Quelques exemples jurisprudentiels où la responsabilité de l’agent immobilier n’a pas été retenue :
- Ainsi, l’agent immobilier, qui n’est pas un professionnel de la construction, n’engage pas sa responsabilité pour des fissures et des lézardes découvertes par l’acquéreur après avoir détapissé les murs. Ici, le désordre structurel n’a pas été décelé par les diagnostiqueurs, seul l’expert judicaire l’a révélé (Cass. 3e Civ., 21 décembre 2023, n°22-21.518) ;
- L’agent immobilier n’engage pas non plus sa responsabilité en raison du caractère inhabitable du rez-de-chaussée d’une maison au regard des règles d’urbanisme. Ici, l’agent n’avait pas à suspecter un défaut de conformité des travaux d’aménagement du rez-de-chaussée au regard de leur ancienneté, ni à informer les acquéreurs de l’impossibilité d’extension des pièces du rez-de-chaussée dès lors qu’ils ne l’avaient pas avisé de ce projet. Enfin, il n’appartenait pas à l’agent d’aller rechercher en mairie si des plans de la maison existaient, alors que les vendeurs lui avaient indiqué ne pas en détenir (Cass. 3e Civ., 13 juillet 2022, n°20-21.293) ;
- Enfin, l’agent immobilier n’engage pas sa responsabilité pour la présence de mérules dans l’immeuble dès lors que l’acquéreur avait acquis le bien à un prix peu élevé, en connaissance de son état de vétusté, de son absence d’occupation depuis des années et de la présence d’humidité dans certains murs révélée par les diagnostics techniques, qu’il était ainsi averti de risques potentiels de mérule et informé par la clause insérée dans la promesse de vente. L’acquéreur avait d’ailleurs renoncé devant le notaire à demander au vendeur la réalisation d’un diagnostic portant sur la recherche de ce champignon (Cass. 1ère Civ., 16 mars 2022, n°20-22.341).

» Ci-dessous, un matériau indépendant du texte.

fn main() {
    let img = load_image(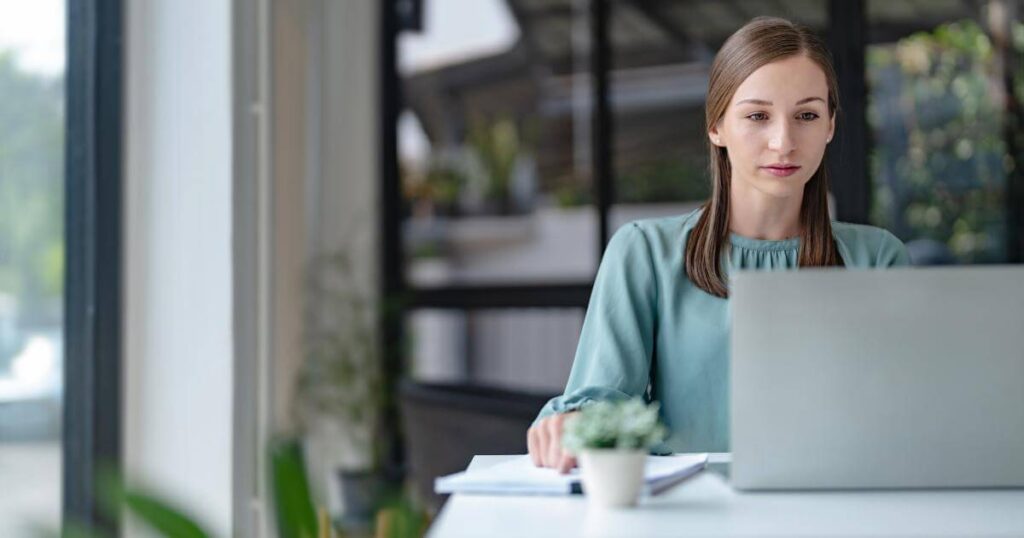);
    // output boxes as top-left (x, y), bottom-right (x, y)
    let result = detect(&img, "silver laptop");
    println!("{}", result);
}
top-left (730, 265), bottom-right (1024, 490)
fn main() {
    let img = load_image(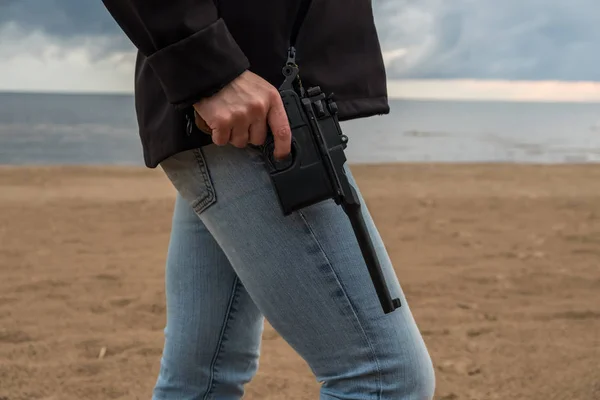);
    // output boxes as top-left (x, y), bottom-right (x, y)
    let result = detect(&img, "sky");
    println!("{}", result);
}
top-left (0, 0), bottom-right (600, 101)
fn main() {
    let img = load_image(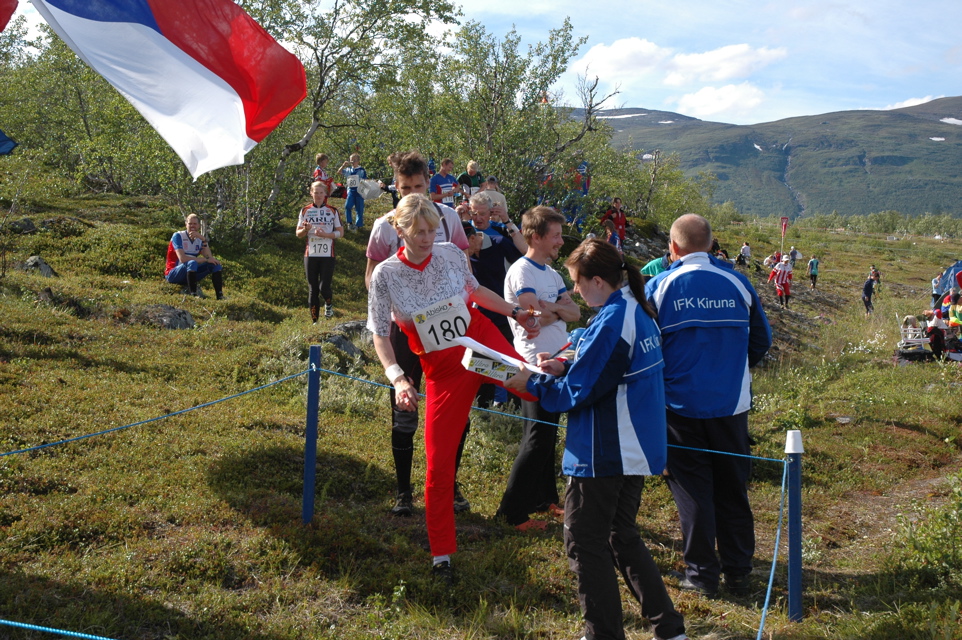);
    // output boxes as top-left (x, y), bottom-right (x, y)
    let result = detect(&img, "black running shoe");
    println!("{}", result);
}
top-left (391, 491), bottom-right (414, 518)
top-left (431, 560), bottom-right (454, 587)
top-left (454, 484), bottom-right (471, 513)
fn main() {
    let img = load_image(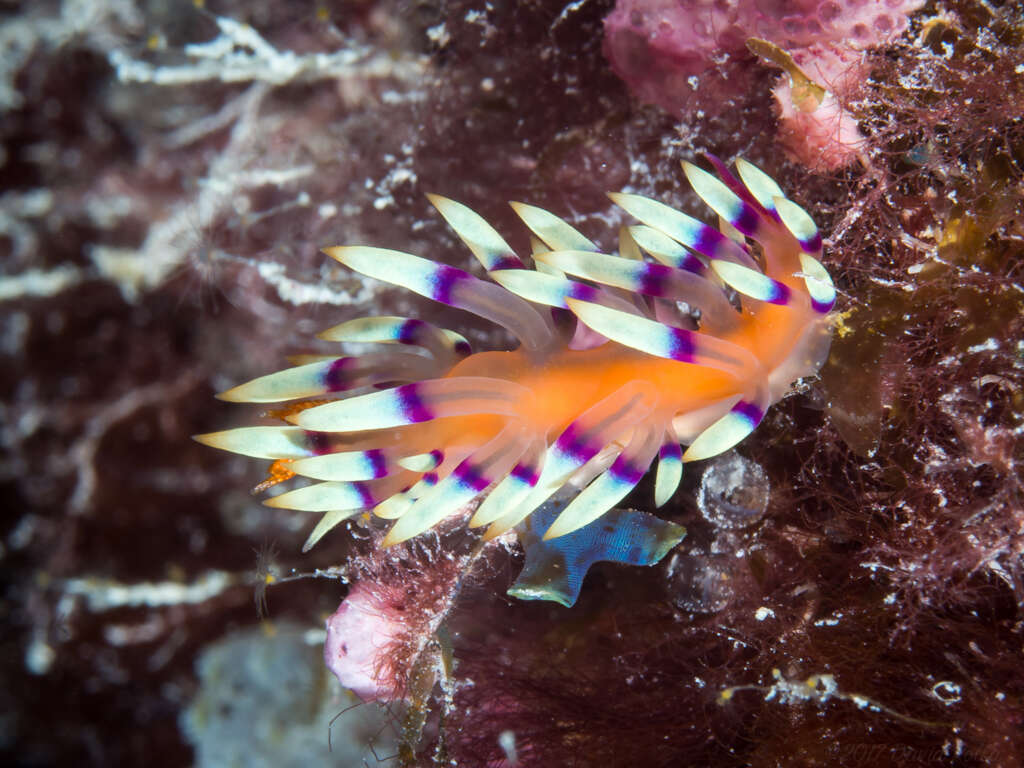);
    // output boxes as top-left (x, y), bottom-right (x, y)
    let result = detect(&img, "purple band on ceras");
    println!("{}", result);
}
top-left (765, 281), bottom-right (793, 305)
top-left (731, 400), bottom-right (765, 430)
top-left (364, 449), bottom-right (387, 480)
top-left (657, 440), bottom-right (683, 459)
top-left (666, 326), bottom-right (696, 362)
top-left (797, 232), bottom-right (821, 253)
top-left (394, 384), bottom-right (434, 424)
top-left (395, 318), bottom-right (427, 345)
top-left (430, 264), bottom-right (474, 306)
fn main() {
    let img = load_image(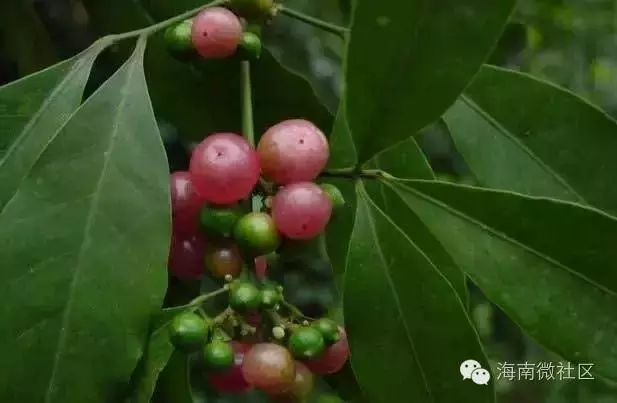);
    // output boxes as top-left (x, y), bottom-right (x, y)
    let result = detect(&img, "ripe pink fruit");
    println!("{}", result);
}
top-left (272, 182), bottom-right (332, 240)
top-left (170, 171), bottom-right (205, 235)
top-left (304, 327), bottom-right (349, 375)
top-left (167, 234), bottom-right (206, 279)
top-left (257, 119), bottom-right (330, 185)
top-left (191, 7), bottom-right (242, 59)
top-left (189, 133), bottom-right (259, 205)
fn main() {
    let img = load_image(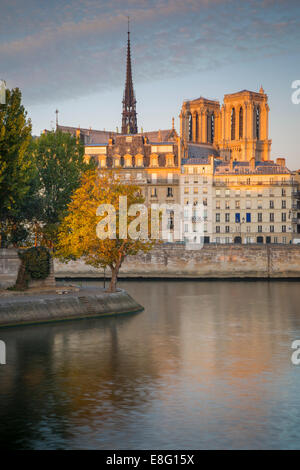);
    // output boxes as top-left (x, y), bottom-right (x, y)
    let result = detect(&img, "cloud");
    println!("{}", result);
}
top-left (0, 0), bottom-right (300, 103)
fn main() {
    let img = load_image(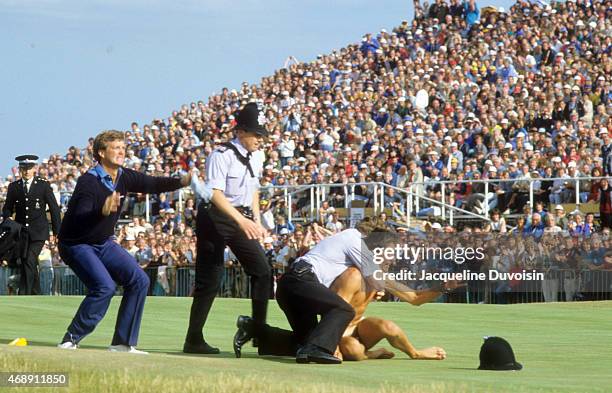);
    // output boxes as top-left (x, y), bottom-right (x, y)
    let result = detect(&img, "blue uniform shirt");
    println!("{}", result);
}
top-left (206, 139), bottom-right (265, 207)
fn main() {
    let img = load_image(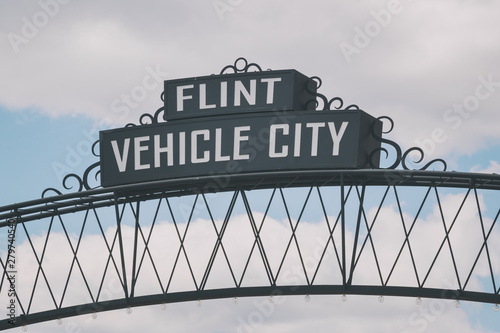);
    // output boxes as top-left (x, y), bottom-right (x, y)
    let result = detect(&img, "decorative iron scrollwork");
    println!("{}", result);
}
top-left (125, 105), bottom-right (167, 127)
top-left (42, 57), bottom-right (447, 198)
top-left (220, 57), bottom-right (262, 74)
top-left (306, 76), bottom-right (359, 111)
top-left (369, 116), bottom-right (447, 171)
top-left (42, 140), bottom-right (101, 198)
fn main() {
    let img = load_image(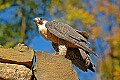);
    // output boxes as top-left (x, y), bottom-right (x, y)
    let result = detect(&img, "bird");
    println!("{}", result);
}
top-left (33, 17), bottom-right (97, 72)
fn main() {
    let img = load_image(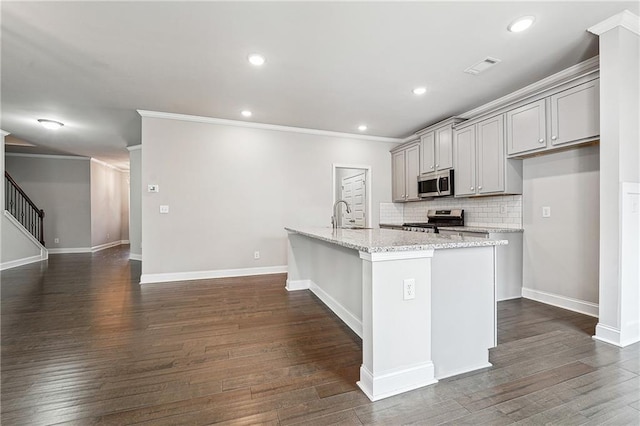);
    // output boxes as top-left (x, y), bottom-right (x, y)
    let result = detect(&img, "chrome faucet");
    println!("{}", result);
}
top-left (331, 200), bottom-right (351, 229)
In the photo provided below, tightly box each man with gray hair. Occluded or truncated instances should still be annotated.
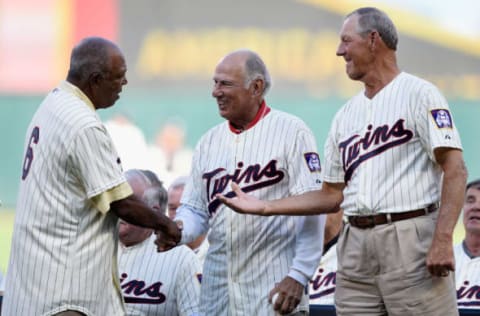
[220,7,467,316]
[118,169,201,316]
[158,50,325,315]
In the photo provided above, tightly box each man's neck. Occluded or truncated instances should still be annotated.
[463,232,480,258]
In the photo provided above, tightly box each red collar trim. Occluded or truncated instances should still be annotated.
[228,100,271,134]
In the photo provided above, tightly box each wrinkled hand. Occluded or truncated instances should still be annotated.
[216,182,267,215]
[155,221,183,252]
[427,237,455,277]
[268,276,305,314]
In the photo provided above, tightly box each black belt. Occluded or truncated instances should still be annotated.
[348,203,438,228]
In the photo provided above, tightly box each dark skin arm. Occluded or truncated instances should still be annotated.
[110,195,181,247]
[426,148,467,277]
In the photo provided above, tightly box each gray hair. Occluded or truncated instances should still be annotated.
[245,50,272,96]
[466,179,480,190]
[125,169,168,214]
[347,7,398,51]
[68,37,118,82]
[168,176,188,190]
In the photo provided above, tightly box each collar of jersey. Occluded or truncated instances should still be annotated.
[228,100,270,134]
[60,80,95,111]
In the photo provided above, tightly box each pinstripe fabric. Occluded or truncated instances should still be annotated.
[182,110,323,315]
[118,235,201,316]
[324,73,461,215]
[309,244,337,305]
[454,242,480,310]
[3,83,131,316]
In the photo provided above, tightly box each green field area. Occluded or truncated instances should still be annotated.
[0,210,465,273]
[0,210,14,273]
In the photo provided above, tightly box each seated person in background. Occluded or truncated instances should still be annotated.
[167,176,208,266]
[454,179,480,309]
[309,211,343,305]
[118,169,201,316]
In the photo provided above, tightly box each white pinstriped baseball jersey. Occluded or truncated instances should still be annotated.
[118,235,201,316]
[0,271,5,295]
[323,72,461,216]
[2,82,132,316]
[193,237,209,267]
[453,242,480,310]
[176,104,324,315]
[309,241,337,305]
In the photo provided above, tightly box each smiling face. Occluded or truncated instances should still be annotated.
[337,14,375,81]
[463,185,480,233]
[92,47,127,109]
[212,53,263,127]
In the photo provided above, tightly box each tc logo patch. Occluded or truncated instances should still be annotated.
[303,153,322,172]
[430,109,453,128]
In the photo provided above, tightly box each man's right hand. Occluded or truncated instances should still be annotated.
[216,182,268,216]
[155,221,183,252]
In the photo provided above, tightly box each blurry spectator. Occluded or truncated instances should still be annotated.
[105,114,149,170]
[309,211,343,305]
[118,169,201,316]
[454,179,480,309]
[149,120,193,187]
[167,176,208,267]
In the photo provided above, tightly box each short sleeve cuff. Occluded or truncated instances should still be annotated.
[288,269,309,286]
[92,182,133,214]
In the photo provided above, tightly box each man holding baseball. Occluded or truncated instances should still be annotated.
[219,8,467,316]
[158,50,325,316]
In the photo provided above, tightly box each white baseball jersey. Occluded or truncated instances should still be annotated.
[118,235,201,316]
[177,103,324,316]
[309,239,337,305]
[454,242,480,310]
[2,82,132,316]
[0,272,5,295]
[193,237,209,267]
[323,72,461,216]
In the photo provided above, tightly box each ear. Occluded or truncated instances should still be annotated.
[88,72,103,85]
[252,78,265,96]
[368,30,381,50]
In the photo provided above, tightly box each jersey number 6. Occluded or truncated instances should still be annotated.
[22,126,40,180]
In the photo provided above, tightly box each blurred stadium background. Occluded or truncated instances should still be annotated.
[0,0,480,272]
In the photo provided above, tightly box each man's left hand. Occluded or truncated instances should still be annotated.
[427,237,455,277]
[268,276,305,314]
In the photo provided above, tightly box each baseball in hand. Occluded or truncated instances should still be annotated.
[272,292,278,305]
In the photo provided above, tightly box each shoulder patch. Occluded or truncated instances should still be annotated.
[430,109,453,128]
[303,153,322,172]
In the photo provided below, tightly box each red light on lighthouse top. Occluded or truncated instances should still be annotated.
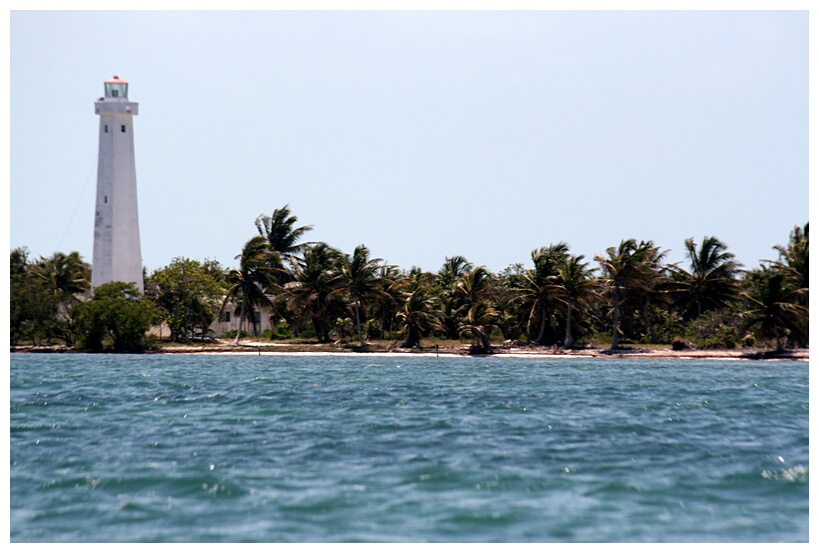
[105,75,128,100]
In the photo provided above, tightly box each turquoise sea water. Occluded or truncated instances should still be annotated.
[10,354,809,542]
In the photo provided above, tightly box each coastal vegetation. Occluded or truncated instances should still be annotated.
[10,206,809,353]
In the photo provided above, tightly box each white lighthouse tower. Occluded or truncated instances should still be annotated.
[91,75,144,292]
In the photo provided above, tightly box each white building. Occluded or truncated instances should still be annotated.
[91,75,144,292]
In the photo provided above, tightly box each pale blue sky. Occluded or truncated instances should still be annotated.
[10,11,809,271]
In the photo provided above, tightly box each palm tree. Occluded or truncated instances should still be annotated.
[515,242,569,345]
[594,238,665,349]
[32,252,91,302]
[552,255,600,348]
[742,267,808,351]
[435,255,475,339]
[455,265,492,307]
[256,205,313,285]
[669,236,741,318]
[395,286,443,348]
[338,244,394,346]
[438,255,475,288]
[222,236,276,346]
[774,223,810,296]
[30,252,91,345]
[285,242,341,342]
[459,301,498,353]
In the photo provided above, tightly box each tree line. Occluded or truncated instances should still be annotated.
[10,206,809,353]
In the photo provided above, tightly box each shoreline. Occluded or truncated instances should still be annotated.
[11,342,810,362]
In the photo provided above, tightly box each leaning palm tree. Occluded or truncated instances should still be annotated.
[455,265,493,308]
[32,252,91,302]
[438,255,475,288]
[773,223,810,298]
[742,267,808,351]
[669,236,741,318]
[395,286,444,348]
[284,242,341,342]
[459,301,498,353]
[594,238,664,349]
[515,242,569,345]
[222,236,276,346]
[335,244,394,346]
[29,252,91,345]
[551,255,600,348]
[256,205,313,285]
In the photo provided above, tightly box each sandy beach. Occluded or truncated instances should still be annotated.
[11,340,810,361]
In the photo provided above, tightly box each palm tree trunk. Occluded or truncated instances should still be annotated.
[611,284,620,349]
[233,298,245,346]
[537,307,546,346]
[563,303,574,348]
[355,301,367,346]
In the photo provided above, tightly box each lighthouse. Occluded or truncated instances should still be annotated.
[91,75,144,292]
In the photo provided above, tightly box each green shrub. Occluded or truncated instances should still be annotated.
[686,309,746,349]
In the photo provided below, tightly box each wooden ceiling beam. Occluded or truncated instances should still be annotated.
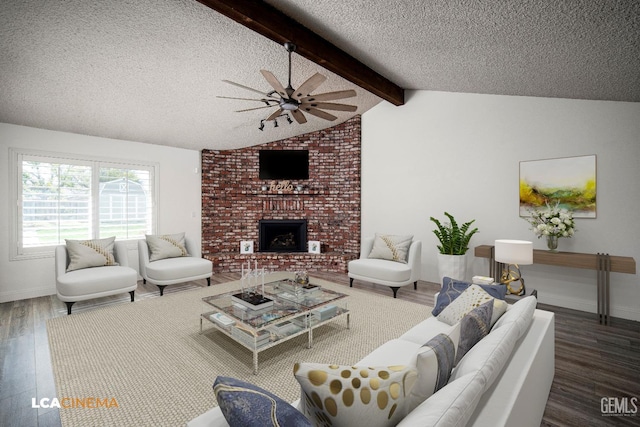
[198,0,404,105]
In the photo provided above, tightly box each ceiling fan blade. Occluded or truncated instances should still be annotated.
[265,108,283,121]
[223,80,275,98]
[291,110,307,124]
[216,96,277,102]
[304,107,337,121]
[260,70,289,99]
[234,105,274,113]
[300,102,358,112]
[293,73,327,99]
[300,89,356,102]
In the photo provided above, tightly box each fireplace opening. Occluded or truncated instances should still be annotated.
[258,219,307,252]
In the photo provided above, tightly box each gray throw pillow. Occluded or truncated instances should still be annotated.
[369,233,413,264]
[65,236,118,271]
[455,301,493,365]
[146,233,189,261]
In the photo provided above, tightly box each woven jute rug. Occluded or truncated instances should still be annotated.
[47,273,430,427]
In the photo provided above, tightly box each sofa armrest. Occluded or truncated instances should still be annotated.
[360,237,374,259]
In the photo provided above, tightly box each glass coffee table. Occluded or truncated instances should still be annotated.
[200,280,350,375]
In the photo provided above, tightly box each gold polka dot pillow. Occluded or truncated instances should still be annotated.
[369,233,413,264]
[438,285,507,325]
[293,363,418,427]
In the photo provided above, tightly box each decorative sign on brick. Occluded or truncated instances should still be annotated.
[202,116,361,272]
[269,181,293,191]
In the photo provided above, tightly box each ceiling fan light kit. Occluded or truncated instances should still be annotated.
[218,42,358,131]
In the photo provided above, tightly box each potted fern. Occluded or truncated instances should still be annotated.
[429,212,478,282]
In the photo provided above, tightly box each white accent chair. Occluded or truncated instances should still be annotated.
[348,237,422,298]
[55,242,138,315]
[138,237,213,296]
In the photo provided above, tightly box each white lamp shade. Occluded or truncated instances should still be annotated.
[494,240,533,265]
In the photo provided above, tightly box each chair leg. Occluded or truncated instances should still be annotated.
[64,301,75,316]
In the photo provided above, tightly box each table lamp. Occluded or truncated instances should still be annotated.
[494,240,533,295]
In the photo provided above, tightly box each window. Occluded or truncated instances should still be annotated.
[12,152,156,258]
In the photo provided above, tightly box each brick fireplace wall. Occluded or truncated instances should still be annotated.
[202,116,361,272]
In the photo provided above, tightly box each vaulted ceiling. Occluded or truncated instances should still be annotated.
[0,0,640,149]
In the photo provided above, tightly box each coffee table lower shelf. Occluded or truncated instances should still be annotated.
[200,307,351,375]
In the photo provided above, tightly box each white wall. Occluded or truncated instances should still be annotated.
[362,91,640,320]
[0,123,201,302]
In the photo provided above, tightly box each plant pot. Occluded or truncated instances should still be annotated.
[547,236,558,252]
[438,254,467,284]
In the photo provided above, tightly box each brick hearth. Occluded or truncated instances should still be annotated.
[202,116,361,273]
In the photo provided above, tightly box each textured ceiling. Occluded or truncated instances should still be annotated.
[0,0,640,149]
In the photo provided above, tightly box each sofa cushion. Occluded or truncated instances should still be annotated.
[146,257,211,280]
[65,236,118,271]
[369,233,413,264]
[293,363,417,427]
[213,377,312,427]
[349,258,411,282]
[431,277,507,316]
[56,266,138,299]
[146,233,189,261]
[409,325,460,411]
[400,311,456,345]
[493,295,538,336]
[438,285,507,325]
[455,301,493,363]
[398,373,484,427]
[451,320,518,389]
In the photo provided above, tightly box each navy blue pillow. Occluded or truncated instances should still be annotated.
[213,377,312,427]
[431,277,507,316]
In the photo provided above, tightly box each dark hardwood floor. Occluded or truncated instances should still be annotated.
[0,273,640,427]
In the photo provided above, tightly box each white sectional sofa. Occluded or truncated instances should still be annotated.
[188,296,555,427]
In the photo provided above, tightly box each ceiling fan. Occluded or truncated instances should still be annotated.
[218,42,358,124]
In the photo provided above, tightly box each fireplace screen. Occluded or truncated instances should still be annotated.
[259,219,307,252]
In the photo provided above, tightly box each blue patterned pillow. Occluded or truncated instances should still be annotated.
[455,301,493,365]
[213,377,312,427]
[431,277,507,316]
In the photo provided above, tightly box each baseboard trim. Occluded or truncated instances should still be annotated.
[538,295,640,322]
[0,286,56,303]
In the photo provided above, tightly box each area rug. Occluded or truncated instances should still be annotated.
[47,273,430,427]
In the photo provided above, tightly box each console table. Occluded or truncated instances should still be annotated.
[474,245,636,325]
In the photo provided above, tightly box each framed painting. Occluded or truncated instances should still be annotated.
[240,240,253,254]
[520,154,596,218]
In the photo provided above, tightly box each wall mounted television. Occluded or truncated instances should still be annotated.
[259,150,309,179]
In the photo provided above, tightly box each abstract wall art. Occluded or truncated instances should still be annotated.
[520,155,596,218]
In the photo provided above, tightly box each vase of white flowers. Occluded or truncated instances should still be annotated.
[527,203,576,252]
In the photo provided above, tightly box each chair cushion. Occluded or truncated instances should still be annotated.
[146,256,212,280]
[369,233,413,264]
[349,258,411,282]
[65,236,118,271]
[56,266,138,298]
[146,232,189,261]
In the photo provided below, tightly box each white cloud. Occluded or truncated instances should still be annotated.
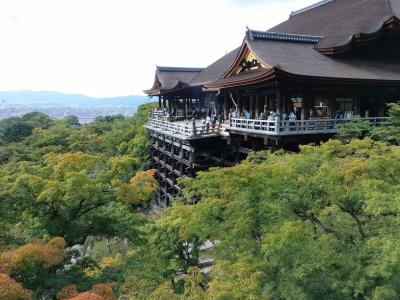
[0,0,315,96]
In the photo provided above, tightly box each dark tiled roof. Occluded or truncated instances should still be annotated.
[144,66,204,95]
[190,47,240,86]
[270,0,400,49]
[206,38,400,88]
[157,66,204,72]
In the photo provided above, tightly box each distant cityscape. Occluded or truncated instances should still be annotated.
[0,105,136,124]
[0,91,149,124]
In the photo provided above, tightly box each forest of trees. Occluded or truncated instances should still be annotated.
[0,104,400,300]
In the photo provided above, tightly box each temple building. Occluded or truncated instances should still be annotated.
[145,0,400,205]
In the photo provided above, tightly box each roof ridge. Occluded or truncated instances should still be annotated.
[247,28,323,43]
[156,66,204,72]
[289,0,334,18]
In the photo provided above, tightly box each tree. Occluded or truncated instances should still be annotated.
[115,169,158,207]
[371,102,400,146]
[162,139,400,299]
[0,118,33,143]
[0,273,32,300]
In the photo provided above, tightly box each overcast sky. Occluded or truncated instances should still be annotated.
[0,0,316,97]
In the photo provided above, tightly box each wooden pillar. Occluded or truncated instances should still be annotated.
[249,95,255,119]
[183,98,187,120]
[168,96,173,120]
[354,90,361,115]
[328,88,336,118]
[276,90,283,115]
[377,88,386,117]
[254,93,260,119]
[224,93,229,120]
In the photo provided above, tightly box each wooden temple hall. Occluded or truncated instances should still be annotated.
[145,0,400,205]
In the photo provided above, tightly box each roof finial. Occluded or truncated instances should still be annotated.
[246,26,254,40]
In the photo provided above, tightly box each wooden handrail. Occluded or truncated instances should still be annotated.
[230,117,386,135]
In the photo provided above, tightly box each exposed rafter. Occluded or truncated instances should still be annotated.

IV. La prescription de l’action contre l’agent immobilier
La prescription quinquennale est applicable à l’action en responsabilité de l’agent immobilier à compter du jour où le titulaire d’un droit a connu ou aurait dû connaître les faits lui permettant de l’exercer (article 2224 du Code civil).
Toutefois, la 3e Chambre civile de la Cour de cassation a récemment donné une précision importante sur le point de départ de ce délai, qui ne commence pas à courir dès la première manifestation du désordre mais à compter du moment où la victime a ou aurait dû avoir connaissance à la fois du dommage, du manquement fautif de l’agent immobilier et du lien de causalité entre les deux (Cass. 3e Civ.,25 septembre 2025, n°24-12.596).
Dans cette décision, la prescription n’a pas commencé à courir lors de l’apparition de défauts d’isolation thermique dès le premier hiver suivant la vente d’un chalet, mais à compter de la connaissance du caractère erroné du diagnostic de performance énergétique remis par l’agent immobilier lors de la vente, révélé par un pré-rapport d’un expert judiciaire.
Cet arrêt s’inscrit dans la continuité de deux arrêts récents de la Chambre mixte de la Cour de cassation en ce sens (Cass. Ch. mixte, 19 juillet 2024, n°22-18.729 et 20-23.527).
En quelques mots, la responsabilité de l’agent immobilier est plus étendue que son mandat : elle couvre ce qu’il a dit, ce qu’il n’a pas dit, et ce qu’il aurait dû vérifier en tant que professionnel de l’immobilier à l’exclusion de domaines plus techniques tels que la construction et l’urbanisme.